OSEP #6: New People Offices Schema¶
Author(s) | @jamesturk |
Implementer(s) | @jamesturk |
Status | Final |
Issue | https://github.com/openstates/enhancement-proposals/issues/26 |
Draft PR(s) | https://github.com/openstates/enhancement-proposals/pull/27 |
Approval PR(s) | https://github.com/openstates/enhancement-proposals/pull/TBD |
Created | 2021-08-13 |
Updated | 2021-10-13 |
Abstract¶
Make improvements to how office/contact information is represented to allow better modeling of real world scenarios & reduce user confusion.
Specification¶
Currently Open States stores contact information in a highly normalized form: ContactDetail - type (address|email|url|fax|text|voice|video|pager|textphone) [1] - value - note - person_id
This is based on the Popolo spec, which heavily influenced Open Civic Data's modeling. One reason for this was to avoid a bunch of null columns for lesser used values, but in practice, we only use voice
, fax
, and address
. (email
was used but then moved to a top level field in early 2020).
In practice though, we typically tie addresses together "e.g. Capitol Office or District Office". This is done via note
, which is now required to be either Capitol Office
, District Office
, or Primary Office
.
This proposal suggests moving us towards a model that more accurately represents how most states provide (and users use) the data:
Office - classification: capitol | district | primary - address - voice - fax - name (optional)
With additional validation rules:
- an office must have at least one of address
, voice
, fax
.
- At most one address may have the classification capitol
or primary
.
- Any number of district
addresses may be provided.
- If name
is not provided, an office will display as Capitol Office
, District Office
, or Primary Office
as it does now (based on classification
)
Rationale¶
As noted above, we currently group address information into Capitol Office & District Office (& occasionally Primary Office). Doing so does not allow us to distinguish between multiple district offices, which are common in certain states (e.g. California). This leads to unclear pairings of data on OpenStates.org as well as an issue in API v3 which attempts to do this grouping for user convenience.
Additionally, the code to merge scraped people is quite complex and has several conditions that cause it to bail & request manual resolution. These conditions are direct consequences of the current schema.
For more clear examples of the issues presented, assume a person has the following ContactDetail records: - type=voice, note=District, value=555-555-1234 - type=address, note=District, value=123 Main Street - type=voice, note=District, value=555-555-6666 - type=address, note=District, value=1600 Pennsylvania Ave
OpenStates.org will show two district offices, but there is no way to know which number corresponds to which address, so they will be grouped based on database retrieval order.
API v3 will only show one district office, since the logic there is to attempt to convert ContactDetail records into more usable "offices" which works well for most cases, but the pairing information is not currently available in this case.

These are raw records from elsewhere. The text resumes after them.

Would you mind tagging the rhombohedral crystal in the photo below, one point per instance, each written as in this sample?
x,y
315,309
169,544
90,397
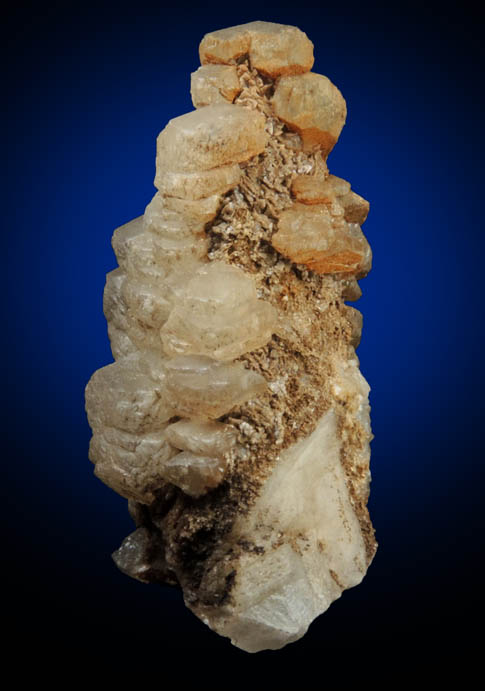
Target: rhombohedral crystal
x,y
235,419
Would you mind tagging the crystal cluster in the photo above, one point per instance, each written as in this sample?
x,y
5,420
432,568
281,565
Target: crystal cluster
x,y
234,418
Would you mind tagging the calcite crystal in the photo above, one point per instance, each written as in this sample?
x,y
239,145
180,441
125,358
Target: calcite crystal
x,y
235,419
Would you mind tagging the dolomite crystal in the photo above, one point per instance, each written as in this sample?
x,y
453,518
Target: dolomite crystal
x,y
235,419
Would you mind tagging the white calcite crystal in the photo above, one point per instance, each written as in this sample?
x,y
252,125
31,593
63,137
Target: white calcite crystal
x,y
235,419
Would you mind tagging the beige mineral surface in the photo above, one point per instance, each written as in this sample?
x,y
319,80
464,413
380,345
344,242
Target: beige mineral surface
x,y
234,418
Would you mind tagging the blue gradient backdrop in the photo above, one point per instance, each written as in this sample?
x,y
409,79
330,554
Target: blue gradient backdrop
x,y
87,92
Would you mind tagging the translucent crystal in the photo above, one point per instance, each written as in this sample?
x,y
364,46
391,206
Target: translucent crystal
x,y
235,419
212,84
120,395
218,135
312,106
131,464
325,243
219,315
273,49
195,475
202,438
203,388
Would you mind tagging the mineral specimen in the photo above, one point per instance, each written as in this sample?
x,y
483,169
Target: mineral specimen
x,y
234,418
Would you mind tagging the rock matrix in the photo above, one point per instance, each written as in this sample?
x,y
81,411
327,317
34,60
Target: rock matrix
x,y
234,418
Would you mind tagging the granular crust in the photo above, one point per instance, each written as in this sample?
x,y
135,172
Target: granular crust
x,y
296,363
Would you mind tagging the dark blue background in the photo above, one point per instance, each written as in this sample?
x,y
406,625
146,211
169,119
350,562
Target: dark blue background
x,y
87,90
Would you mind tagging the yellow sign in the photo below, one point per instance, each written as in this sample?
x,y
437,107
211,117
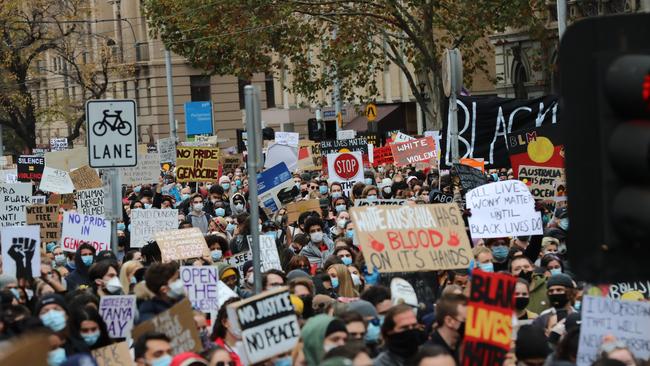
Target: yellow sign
x,y
371,112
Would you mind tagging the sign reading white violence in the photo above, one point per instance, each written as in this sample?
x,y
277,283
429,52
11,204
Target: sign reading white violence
x,y
628,321
118,313
14,198
268,324
501,209
146,222
201,287
78,229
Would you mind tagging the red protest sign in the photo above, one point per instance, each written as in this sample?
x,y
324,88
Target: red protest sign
x,y
414,151
488,327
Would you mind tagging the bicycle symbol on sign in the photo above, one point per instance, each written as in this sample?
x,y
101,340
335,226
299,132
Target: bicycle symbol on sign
x,y
101,127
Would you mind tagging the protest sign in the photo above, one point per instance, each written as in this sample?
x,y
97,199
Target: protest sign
x,y
177,323
46,216
628,321
268,323
181,244
118,312
113,354
488,327
197,164
90,201
275,187
345,168
58,143
85,178
21,251
376,202
78,228
501,209
470,178
412,238
541,181
294,209
56,180
146,172
413,151
146,222
201,286
13,200
30,168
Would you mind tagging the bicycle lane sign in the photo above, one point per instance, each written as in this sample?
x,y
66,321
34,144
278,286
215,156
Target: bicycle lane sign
x,y
112,133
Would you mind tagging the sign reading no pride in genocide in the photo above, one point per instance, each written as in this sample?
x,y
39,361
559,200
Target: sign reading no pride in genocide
x,y
412,238
268,323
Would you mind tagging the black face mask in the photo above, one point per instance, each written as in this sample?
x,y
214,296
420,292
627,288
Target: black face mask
x,y
521,302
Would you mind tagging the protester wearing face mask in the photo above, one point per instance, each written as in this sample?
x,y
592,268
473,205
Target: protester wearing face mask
x,y
163,280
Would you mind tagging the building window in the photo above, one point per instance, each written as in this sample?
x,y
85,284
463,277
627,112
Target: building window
x,y
200,88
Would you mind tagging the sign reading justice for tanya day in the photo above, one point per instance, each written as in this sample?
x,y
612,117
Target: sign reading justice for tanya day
x,y
501,209
412,238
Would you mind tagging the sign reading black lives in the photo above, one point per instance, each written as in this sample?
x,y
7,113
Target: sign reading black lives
x,y
30,168
268,323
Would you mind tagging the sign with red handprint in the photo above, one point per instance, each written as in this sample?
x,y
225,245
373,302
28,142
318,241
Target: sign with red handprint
x,y
411,237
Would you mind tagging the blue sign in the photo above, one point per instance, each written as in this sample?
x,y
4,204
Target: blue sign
x,y
198,118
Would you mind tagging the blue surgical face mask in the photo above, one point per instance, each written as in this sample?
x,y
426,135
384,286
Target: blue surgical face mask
x,y
87,260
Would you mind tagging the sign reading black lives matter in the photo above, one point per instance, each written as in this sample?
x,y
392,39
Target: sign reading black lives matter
x,y
268,323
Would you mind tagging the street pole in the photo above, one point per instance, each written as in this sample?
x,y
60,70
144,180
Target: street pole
x,y
170,95
253,128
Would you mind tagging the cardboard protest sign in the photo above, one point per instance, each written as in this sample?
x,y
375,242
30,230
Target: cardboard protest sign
x,y
30,168
85,178
470,178
413,151
47,217
412,238
90,201
146,222
488,327
146,172
21,251
628,321
379,202
118,312
541,181
113,354
504,208
181,244
13,200
177,323
77,229
56,180
197,164
201,287
268,323
345,168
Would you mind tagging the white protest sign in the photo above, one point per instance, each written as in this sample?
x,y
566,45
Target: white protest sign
x,y
90,201
628,321
146,172
118,313
146,222
56,180
78,229
287,138
201,286
501,209
345,168
13,200
269,313
21,255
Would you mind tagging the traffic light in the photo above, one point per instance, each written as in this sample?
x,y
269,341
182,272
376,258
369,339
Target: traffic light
x,y
605,112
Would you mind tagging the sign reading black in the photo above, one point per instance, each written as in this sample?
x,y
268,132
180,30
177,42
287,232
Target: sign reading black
x,y
485,122
30,168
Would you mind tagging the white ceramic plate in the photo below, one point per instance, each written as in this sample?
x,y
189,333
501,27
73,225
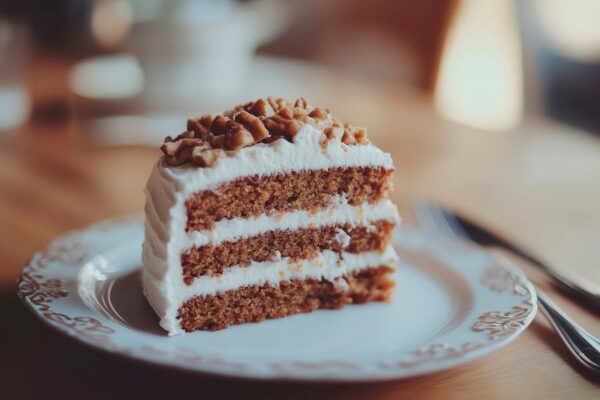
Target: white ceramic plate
x,y
453,303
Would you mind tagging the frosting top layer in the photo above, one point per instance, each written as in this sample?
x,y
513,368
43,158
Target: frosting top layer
x,y
208,138
305,152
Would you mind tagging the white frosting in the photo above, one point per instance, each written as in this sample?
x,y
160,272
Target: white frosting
x,y
166,238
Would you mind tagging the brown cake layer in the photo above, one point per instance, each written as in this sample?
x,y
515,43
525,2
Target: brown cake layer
x,y
257,303
304,190
300,244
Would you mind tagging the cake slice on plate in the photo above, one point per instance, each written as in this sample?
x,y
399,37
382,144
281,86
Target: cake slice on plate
x,y
268,210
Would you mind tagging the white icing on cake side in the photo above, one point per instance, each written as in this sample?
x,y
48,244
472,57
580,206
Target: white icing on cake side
x,y
327,265
166,218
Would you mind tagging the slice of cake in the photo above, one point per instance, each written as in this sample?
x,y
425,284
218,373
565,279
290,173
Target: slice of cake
x,y
268,210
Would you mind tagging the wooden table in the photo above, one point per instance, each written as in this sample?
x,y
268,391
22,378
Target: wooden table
x,y
540,184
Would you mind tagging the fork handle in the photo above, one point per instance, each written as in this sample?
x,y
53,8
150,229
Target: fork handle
x,y
586,291
584,346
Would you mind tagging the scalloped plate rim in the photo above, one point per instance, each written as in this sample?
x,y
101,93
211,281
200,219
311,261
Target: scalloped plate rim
x,y
444,363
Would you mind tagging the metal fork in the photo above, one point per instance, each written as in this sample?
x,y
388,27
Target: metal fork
x,y
583,345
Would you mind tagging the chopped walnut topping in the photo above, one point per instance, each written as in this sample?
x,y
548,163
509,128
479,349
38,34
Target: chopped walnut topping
x,y
206,158
301,103
219,125
254,125
237,137
265,120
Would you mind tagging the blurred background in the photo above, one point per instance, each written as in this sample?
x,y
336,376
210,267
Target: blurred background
x,y
145,62
487,106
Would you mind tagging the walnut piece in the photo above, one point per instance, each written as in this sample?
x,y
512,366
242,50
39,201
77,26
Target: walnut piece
x,y
237,137
206,157
254,125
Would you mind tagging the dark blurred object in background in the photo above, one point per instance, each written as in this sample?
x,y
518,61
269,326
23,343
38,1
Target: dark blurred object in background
x,y
563,41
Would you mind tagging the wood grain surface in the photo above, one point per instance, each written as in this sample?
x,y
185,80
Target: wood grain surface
x,y
539,184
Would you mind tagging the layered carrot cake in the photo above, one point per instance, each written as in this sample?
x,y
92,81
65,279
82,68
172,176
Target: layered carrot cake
x,y
271,209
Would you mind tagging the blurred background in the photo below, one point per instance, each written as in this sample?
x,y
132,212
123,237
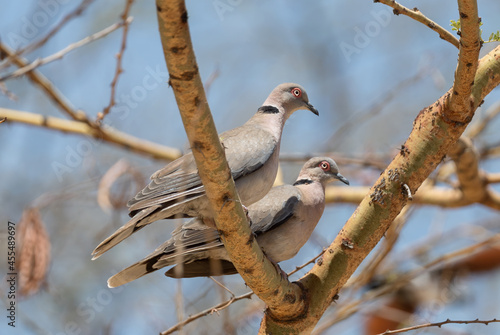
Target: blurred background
x,y
367,71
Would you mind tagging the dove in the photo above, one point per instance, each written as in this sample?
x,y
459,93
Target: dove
x,y
252,152
282,222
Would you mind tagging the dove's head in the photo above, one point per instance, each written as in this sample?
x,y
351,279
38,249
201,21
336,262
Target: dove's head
x,y
323,170
290,97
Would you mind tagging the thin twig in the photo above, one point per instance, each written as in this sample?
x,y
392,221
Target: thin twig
x,y
222,286
119,57
341,134
207,311
352,306
476,128
40,80
107,134
438,324
61,53
228,302
418,16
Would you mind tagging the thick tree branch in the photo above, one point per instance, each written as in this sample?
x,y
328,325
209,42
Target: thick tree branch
x,y
107,134
58,55
258,272
418,16
40,80
439,325
435,131
461,103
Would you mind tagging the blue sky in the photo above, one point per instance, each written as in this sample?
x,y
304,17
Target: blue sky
x,y
254,46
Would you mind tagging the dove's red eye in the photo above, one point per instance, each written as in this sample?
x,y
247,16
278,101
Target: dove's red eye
x,y
324,165
297,92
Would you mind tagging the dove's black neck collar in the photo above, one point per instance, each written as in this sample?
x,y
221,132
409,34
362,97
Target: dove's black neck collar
x,y
268,110
303,182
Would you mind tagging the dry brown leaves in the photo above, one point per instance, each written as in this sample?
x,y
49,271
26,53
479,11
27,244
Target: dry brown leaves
x,y
33,252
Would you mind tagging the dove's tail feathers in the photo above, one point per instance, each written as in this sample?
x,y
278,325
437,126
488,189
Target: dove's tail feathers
x,y
123,232
202,268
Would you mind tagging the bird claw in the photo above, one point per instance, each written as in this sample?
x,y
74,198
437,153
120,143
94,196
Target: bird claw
x,y
245,209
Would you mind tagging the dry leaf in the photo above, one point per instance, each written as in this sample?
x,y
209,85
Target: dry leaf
x,y
33,252
109,199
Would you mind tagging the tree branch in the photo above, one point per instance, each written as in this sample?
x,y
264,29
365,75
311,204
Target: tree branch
x,y
435,131
107,134
438,324
119,57
58,55
418,16
257,271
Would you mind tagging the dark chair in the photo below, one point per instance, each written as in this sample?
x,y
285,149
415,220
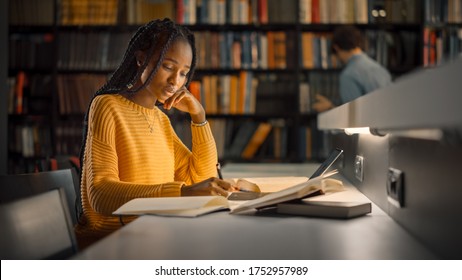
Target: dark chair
x,y
37,227
17,186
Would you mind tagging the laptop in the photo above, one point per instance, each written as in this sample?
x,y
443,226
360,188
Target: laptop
x,y
322,169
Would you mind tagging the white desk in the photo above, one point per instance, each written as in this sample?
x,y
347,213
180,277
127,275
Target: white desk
x,y
260,235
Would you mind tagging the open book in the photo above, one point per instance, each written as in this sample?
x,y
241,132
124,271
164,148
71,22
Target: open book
x,y
316,186
194,206
191,206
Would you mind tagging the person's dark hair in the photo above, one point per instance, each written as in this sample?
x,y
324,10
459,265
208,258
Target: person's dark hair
x,y
347,37
154,39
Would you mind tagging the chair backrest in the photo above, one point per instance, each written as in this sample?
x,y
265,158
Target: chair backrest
x,y
16,186
37,227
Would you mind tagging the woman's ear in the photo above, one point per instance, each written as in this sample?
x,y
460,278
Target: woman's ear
x,y
140,57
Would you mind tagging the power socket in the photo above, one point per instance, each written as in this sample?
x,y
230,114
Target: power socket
x,y
359,168
395,187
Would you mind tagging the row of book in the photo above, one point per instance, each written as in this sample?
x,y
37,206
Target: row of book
x,y
88,12
245,50
76,90
250,140
68,137
103,50
236,11
443,11
232,49
31,12
246,93
394,50
441,45
227,94
318,83
30,140
359,11
31,51
92,50
316,51
191,12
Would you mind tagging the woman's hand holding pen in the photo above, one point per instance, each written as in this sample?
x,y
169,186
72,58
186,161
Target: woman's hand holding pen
x,y
211,186
184,101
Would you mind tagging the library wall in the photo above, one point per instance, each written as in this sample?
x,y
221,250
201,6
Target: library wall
x,y
258,68
3,86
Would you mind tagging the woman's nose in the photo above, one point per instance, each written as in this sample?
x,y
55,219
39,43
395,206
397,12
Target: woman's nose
x,y
173,79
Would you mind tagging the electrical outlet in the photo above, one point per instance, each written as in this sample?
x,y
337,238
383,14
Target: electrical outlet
x,y
359,168
395,187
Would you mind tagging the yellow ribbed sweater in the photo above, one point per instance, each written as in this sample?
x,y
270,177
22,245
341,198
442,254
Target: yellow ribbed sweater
x,y
124,160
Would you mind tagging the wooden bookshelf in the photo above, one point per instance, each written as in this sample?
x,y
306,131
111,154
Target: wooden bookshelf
x,y
258,62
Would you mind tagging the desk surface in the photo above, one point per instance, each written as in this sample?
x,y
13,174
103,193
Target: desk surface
x,y
262,235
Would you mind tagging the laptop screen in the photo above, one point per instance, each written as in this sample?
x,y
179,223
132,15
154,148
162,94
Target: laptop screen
x,y
333,156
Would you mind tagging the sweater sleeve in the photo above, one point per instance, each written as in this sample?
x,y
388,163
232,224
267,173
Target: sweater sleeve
x,y
200,164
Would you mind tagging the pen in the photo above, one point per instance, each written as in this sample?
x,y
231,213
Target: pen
x,y
219,171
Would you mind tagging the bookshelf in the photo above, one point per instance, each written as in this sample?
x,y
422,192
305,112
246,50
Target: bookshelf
x,y
260,62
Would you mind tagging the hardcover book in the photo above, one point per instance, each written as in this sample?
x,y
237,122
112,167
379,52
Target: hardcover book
x,y
326,209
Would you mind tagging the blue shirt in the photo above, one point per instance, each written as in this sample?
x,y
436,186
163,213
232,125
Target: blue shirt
x,y
360,76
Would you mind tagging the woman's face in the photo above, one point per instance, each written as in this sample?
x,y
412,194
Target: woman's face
x,y
172,73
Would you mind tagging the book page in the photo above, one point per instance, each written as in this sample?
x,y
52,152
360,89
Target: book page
x,y
275,184
173,206
315,186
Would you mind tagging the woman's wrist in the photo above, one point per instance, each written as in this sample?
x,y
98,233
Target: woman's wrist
x,y
193,123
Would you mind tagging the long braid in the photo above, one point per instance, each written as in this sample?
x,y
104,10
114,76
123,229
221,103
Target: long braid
x,y
148,38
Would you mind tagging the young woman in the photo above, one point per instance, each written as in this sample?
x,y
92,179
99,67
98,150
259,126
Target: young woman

Finally, the people merge code (openstates-core/people) will not be able to merge any changes that affect the District offices since it can not be confident which phone number was added/removed/changed. (Essentially due to missing a unique data path to the changed item, which is not an issue with any other piece of data at present.)
Drawbacks¶
We will lose the flexibility of supporting other contact detail types. Given that they haven't been used thus far makes that feel like a reasonable trade-off.
This proposal will require consumers of the raw people data to update their code, as the openstates/people
repository will need to be updated, with a migration script run to convert existing offices to the new format.
Implementation Plan¶
After approval, a script will be written to convert openstates/people
to the new data format. All appropriate data scripts (os-people to-database
and merge
) will be updated, initially to import the data to both the old ContactDetail
table as well as the new Offices
table.
Initially this means that upstream impact will be limited, this will give us time to update OpenStates.org, API v2, and v3.
OpenStates.org's display logic will be changed to support the new offices
data.
From this point, the GraphQL API will be updated to support both forms with a transformation step to allow backwards compatibility. The new offices
key will be added and queryable via GraphQL, whereas the old contactDetails
key can be left intact as-is with a backwards-compatibility shim put in place.
API v3 will be updated to query the database's offices
key. Given that it already uses the offices
key in responses, the new name
& classification
key will be the only impact there.
After all of these changes are implemented, the old ContactDetail
table can be dropped from the database & import process.
Copyright¶
This document has been placed in the public domain per the Creative Commons CC0 1.0 Universal license.